Trois Saint-Cyriens au-dessus de tout soupçon

Ils dirigeaient un stage "d'aguerrissement" en montagne, à 2600 mètres d'altitude par -5° : sous leurs ordres, deux stagiaires-officiers africains à l'école militaire de Saint-Cyr en sont morts de froid. L'armée considère pourtant que ses officiers n'ont commis aucune faute. Qu'allait en dire le Tribunal de Marseille, devant lequel ils comparaissaient pour "homicides involontaires" ?
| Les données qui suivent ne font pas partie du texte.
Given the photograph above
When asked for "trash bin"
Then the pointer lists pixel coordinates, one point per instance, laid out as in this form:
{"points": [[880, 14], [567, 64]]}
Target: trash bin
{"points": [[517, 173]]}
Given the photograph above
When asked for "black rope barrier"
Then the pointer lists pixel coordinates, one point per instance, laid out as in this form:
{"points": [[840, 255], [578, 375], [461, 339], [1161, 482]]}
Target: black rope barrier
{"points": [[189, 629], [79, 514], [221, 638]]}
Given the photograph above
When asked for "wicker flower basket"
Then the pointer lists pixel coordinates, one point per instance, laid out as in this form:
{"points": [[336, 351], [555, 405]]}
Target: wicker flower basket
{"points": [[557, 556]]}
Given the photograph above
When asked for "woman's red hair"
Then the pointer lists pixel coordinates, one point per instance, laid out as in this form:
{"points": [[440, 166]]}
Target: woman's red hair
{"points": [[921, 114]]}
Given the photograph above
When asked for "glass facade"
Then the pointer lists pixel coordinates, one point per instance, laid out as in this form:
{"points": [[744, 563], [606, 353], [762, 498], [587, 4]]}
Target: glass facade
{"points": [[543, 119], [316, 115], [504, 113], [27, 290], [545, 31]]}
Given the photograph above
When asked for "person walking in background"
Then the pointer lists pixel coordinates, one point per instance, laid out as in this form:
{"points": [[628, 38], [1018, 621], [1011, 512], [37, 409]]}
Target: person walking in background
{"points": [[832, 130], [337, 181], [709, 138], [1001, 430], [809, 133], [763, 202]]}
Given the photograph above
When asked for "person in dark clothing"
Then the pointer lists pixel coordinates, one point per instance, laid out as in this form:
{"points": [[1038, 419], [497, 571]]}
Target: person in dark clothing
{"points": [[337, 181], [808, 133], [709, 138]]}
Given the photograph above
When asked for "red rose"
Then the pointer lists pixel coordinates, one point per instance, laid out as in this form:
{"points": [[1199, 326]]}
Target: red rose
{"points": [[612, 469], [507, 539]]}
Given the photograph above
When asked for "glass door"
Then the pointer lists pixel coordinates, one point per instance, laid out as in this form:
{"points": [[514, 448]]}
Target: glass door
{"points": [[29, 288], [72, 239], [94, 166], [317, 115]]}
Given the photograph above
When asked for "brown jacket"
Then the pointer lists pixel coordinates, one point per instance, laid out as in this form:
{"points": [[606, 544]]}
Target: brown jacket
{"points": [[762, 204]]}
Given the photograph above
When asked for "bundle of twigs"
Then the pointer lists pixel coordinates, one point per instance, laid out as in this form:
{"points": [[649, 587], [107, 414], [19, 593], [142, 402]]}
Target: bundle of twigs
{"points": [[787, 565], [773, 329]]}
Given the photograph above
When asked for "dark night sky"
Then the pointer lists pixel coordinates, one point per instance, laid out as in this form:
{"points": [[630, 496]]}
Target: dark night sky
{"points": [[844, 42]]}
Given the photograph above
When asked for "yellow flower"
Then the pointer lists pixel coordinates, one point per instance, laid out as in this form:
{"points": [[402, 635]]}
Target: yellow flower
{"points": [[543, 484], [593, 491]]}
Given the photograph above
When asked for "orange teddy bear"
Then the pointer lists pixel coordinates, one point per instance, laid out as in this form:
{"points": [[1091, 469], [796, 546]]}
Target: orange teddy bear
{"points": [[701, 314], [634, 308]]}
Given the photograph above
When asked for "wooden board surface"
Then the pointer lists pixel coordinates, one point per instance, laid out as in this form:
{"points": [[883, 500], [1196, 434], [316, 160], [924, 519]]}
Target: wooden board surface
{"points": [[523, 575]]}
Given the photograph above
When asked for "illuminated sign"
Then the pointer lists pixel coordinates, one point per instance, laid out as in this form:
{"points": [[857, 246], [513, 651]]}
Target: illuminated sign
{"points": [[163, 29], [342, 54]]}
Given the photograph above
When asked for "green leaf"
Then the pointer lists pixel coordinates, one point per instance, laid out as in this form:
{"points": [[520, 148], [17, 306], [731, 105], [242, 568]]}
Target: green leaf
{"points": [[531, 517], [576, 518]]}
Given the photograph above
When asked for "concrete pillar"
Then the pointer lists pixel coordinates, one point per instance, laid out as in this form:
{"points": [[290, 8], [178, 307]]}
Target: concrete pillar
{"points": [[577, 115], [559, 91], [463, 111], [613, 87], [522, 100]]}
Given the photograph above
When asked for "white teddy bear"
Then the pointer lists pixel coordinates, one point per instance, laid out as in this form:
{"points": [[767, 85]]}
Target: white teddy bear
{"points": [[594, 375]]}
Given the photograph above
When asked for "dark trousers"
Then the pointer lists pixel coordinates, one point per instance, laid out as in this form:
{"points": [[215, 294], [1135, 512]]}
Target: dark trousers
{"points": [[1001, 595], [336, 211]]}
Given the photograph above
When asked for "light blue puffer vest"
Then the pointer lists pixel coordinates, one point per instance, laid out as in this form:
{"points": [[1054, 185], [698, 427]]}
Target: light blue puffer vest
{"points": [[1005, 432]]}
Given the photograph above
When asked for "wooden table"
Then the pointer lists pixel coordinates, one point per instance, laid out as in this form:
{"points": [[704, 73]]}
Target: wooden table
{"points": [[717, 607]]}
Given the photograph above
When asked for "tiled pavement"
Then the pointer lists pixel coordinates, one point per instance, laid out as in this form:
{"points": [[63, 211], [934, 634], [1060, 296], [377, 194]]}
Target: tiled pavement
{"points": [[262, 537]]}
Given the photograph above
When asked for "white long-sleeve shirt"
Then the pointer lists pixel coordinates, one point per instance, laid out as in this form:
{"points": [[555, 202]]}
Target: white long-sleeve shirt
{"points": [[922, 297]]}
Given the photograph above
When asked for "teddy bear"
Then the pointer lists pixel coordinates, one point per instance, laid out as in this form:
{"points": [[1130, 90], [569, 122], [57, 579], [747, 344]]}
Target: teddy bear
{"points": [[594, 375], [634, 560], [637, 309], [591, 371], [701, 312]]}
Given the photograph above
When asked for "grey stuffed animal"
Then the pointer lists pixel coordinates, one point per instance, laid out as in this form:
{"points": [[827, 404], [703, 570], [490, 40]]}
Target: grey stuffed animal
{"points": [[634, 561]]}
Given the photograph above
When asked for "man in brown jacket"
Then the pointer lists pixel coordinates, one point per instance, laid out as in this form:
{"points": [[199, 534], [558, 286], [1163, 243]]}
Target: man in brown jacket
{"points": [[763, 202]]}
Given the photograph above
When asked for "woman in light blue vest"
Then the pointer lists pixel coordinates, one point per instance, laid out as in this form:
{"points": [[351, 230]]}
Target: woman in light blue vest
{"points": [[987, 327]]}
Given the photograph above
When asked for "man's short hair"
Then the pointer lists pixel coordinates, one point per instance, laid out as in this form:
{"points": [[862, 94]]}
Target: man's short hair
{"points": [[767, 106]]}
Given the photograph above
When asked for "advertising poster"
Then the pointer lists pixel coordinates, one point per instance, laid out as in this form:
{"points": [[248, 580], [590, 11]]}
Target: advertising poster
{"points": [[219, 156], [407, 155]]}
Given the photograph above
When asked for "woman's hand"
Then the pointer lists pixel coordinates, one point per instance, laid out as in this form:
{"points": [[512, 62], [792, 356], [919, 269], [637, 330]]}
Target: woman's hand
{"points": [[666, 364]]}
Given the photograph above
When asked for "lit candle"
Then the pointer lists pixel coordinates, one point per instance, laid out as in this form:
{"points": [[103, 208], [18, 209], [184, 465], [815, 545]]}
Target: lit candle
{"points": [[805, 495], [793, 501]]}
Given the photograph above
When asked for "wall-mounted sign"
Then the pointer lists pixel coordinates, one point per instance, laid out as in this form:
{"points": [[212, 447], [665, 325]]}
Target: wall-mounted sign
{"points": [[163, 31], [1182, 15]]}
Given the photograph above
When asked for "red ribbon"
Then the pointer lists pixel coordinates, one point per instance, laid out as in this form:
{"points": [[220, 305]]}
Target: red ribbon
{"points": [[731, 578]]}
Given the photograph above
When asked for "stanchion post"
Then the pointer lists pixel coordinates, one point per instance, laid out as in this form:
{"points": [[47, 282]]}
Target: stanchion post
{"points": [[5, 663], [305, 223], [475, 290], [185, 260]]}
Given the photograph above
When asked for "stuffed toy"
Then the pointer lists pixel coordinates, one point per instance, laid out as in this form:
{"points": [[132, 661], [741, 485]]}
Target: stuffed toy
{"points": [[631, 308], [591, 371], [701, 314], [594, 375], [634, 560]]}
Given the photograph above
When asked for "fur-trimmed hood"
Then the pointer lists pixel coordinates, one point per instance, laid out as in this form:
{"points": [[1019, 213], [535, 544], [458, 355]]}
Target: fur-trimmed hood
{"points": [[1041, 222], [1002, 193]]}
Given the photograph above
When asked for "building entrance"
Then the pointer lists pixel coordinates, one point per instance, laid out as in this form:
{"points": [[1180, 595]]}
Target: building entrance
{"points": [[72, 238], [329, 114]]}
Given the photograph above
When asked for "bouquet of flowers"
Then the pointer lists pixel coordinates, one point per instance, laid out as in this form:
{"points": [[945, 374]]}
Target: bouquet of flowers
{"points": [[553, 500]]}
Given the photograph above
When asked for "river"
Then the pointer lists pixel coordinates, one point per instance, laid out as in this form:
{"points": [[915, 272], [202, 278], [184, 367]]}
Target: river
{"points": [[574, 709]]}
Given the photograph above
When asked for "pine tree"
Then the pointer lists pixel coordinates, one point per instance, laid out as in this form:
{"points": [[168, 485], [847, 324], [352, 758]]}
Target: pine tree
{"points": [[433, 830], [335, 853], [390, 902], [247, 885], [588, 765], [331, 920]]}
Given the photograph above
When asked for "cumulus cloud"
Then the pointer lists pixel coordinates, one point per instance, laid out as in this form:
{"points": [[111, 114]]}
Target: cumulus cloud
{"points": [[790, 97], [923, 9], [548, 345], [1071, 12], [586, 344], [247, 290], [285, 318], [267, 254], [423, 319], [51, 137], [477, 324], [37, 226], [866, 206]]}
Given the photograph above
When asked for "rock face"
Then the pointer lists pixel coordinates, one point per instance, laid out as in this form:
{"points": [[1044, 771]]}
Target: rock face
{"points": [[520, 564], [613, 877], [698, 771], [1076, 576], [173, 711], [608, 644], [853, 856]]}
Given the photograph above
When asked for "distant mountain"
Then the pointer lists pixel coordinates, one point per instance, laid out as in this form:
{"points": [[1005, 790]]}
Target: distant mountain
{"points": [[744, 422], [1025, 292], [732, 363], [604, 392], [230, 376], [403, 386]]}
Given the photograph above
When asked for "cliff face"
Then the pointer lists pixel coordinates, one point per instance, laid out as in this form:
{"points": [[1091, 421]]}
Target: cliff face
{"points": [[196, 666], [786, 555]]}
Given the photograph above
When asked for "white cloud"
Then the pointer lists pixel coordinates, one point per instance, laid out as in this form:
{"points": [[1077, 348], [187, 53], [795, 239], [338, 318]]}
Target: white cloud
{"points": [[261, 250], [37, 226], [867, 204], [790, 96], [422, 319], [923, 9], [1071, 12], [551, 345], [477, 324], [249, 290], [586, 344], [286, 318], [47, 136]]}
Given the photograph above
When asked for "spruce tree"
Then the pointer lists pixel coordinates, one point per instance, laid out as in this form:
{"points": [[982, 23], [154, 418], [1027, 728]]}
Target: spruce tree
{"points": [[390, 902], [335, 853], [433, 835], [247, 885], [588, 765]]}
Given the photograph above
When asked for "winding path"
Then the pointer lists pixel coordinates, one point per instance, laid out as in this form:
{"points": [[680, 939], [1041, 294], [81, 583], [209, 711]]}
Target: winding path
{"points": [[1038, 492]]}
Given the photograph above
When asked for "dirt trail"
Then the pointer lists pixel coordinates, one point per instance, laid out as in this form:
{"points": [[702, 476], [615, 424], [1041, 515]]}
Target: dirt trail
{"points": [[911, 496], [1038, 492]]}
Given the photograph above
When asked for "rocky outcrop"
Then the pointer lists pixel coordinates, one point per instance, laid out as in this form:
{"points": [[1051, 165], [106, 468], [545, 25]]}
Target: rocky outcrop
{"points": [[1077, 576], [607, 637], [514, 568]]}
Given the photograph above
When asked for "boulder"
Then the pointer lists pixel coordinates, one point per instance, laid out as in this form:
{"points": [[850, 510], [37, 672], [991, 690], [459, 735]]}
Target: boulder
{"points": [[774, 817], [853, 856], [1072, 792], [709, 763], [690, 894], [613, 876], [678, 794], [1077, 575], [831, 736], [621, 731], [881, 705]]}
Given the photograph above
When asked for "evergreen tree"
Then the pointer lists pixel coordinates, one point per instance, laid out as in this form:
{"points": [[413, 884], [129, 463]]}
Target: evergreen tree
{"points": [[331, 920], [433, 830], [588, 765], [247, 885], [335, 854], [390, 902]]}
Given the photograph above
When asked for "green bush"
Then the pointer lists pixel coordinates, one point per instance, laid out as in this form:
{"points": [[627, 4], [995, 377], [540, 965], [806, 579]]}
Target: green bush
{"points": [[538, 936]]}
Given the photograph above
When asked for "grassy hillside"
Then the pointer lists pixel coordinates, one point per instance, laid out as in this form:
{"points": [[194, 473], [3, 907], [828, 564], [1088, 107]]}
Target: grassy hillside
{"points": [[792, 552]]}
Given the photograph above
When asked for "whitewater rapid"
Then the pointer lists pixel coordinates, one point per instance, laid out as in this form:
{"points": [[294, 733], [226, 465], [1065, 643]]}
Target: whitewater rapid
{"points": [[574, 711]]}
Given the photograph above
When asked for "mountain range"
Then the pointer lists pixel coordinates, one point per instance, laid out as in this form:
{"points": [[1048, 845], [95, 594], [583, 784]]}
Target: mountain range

"Pour tous nos camarades africains, suivre une scolarité en France est considéré comme l’expression d’une réussite, une récompense de leur travail personnel, déclarait le colonel Kohn, sous-directeur de la Coopération militaire française, dans une interview reproduite sur le site gouvernemental France diplomatie. Les concours qui permettent aux étrangers d’accéder à notre scolarité sont d’un niveau très relevé. Ceux qui réussissent ont légitimement le sentiment d’avoir mérité une aventure professionnelle gratifiante. J’ajouterai que le niveau de nos écoles est considéré comme une référence et que les officiers détenteurs d’un titre français sont, à l’usage, promis à l’exercice de hautes responsabilités dans leurs armées nationales. Cette scolarité se déroulera dans les meilleures conditions puisque la plupart d’entre-eux sont francophones."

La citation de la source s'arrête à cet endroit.